Sunday, April 12, 2009

posture

Coherent use of language occasionally requires context to ensure a potentially ambiguous term can be understood. It is particularly galling, then, when a word with multiple legitimate meanings becomes commonly used as a buzzword whose meaning isn’t clear at all.

One example is ‘posture.’ A posture can be a relative position, condition, state, attitude, carriage or bearing, while ‘to posture’ is to strut or otherwise assume an attitude for effect. The buzzword never conveys one of these definitions in particular.

On April 9, 2009, for instance, the U.S. ‘progressive’ website CommonDreams.org carried a Natural Resources Defence Council (NRDC) press release titled “Transforming the US Strategic Posture and Weapons Complex tor Transition to a Nuclear Weapons-Free World.” The release refers to “the Administration's pending Nuclear Posture Review.” It is unclear what a strategic and/or a nuclear posture is, leaving it sounding very ethereal.

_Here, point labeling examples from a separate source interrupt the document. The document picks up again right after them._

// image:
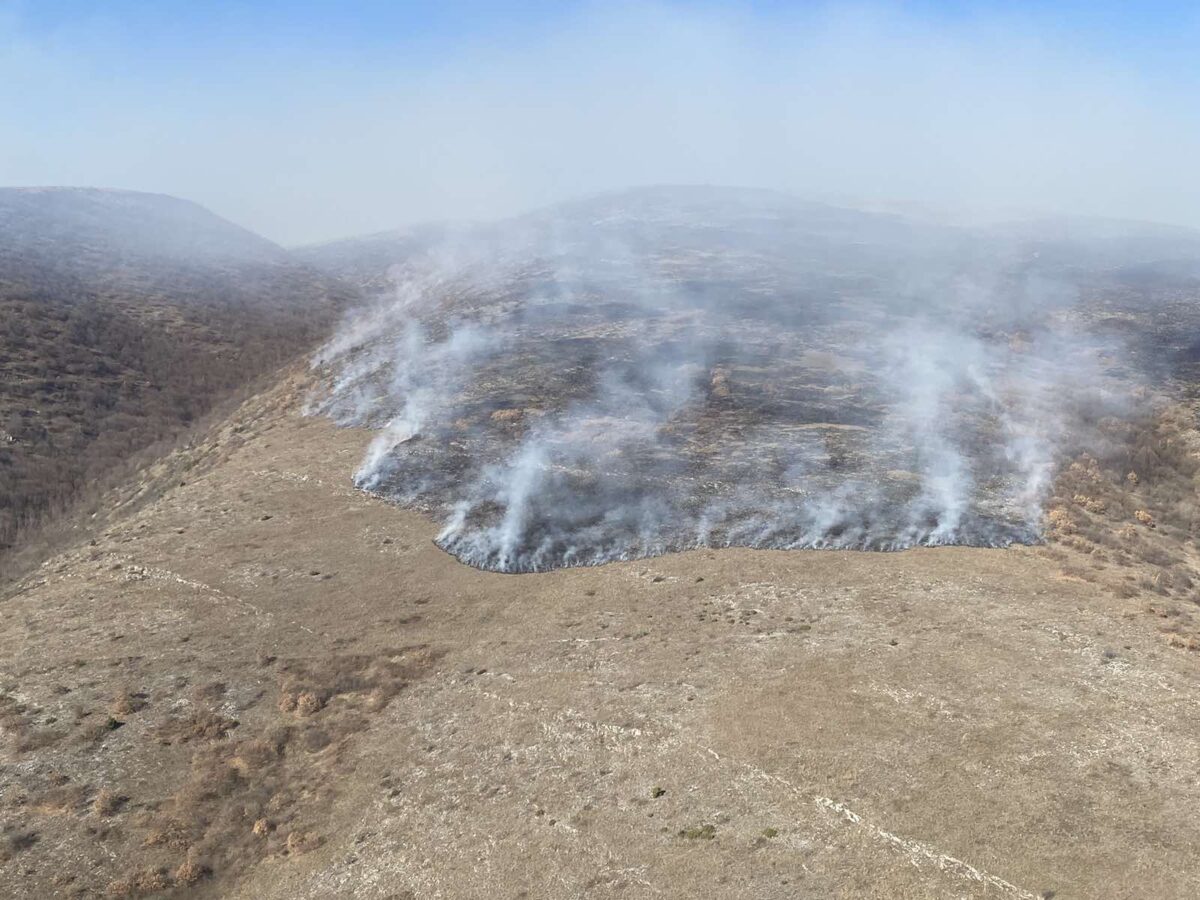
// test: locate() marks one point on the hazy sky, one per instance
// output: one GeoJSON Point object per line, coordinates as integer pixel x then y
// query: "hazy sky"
{"type": "Point", "coordinates": [310, 120]}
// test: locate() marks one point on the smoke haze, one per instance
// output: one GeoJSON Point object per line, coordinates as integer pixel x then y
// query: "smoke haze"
{"type": "Point", "coordinates": [345, 121]}
{"type": "Point", "coordinates": [677, 367]}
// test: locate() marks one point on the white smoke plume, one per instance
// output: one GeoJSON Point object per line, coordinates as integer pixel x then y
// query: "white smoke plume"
{"type": "Point", "coordinates": [666, 370]}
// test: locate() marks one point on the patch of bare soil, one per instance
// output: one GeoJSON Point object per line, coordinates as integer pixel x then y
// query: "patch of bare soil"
{"type": "Point", "coordinates": [257, 682]}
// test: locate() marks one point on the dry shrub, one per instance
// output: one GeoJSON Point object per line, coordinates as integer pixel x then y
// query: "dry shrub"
{"type": "Point", "coordinates": [301, 843]}
{"type": "Point", "coordinates": [190, 871]}
{"type": "Point", "coordinates": [1060, 522]}
{"type": "Point", "coordinates": [309, 703]}
{"type": "Point", "coordinates": [201, 725]}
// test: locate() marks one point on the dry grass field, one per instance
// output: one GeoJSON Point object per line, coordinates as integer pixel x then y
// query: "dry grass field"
{"type": "Point", "coordinates": [247, 679]}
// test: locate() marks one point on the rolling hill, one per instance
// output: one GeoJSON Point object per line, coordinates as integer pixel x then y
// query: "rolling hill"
{"type": "Point", "coordinates": [124, 318]}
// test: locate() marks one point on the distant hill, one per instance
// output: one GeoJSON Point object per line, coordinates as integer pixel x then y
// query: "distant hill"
{"type": "Point", "coordinates": [123, 318]}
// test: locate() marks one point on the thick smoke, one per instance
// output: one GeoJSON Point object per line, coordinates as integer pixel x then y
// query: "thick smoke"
{"type": "Point", "coordinates": [666, 370]}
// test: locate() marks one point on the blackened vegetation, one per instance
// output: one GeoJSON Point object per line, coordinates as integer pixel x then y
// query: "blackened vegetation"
{"type": "Point", "coordinates": [672, 369]}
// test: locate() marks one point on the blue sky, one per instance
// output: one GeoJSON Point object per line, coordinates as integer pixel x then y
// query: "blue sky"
{"type": "Point", "coordinates": [307, 120]}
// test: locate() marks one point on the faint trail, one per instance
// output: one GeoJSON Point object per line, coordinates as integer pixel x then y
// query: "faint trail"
{"type": "Point", "coordinates": [916, 851]}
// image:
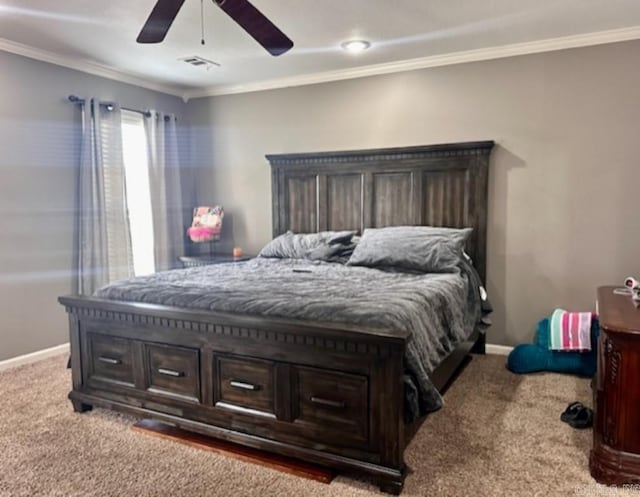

On the same day, an information technology (IT) news site, Enterpriser, reported on a security company whose software promised to “automatically discover, inventory and assess the security posture of servers, hosts and other devices.” This seems to suggest ‘posture’ is a quality can be measured quantitatively—but none of its legitimate meanings can.

On April 6, 2009, The Toronto Star’s Asia bureau writer Bill Schiller reported that after a North Korean long-range rocket test, “Beijing issued a call for calm yesterday, not criticism – a posture out of step with the rest of the world.” This example is not so much a posture as a reaction or perhaps a sentiment.

In all of these cases, the use of ‘posture’ instead of a clearer, more specific term comes across as, well, posturing.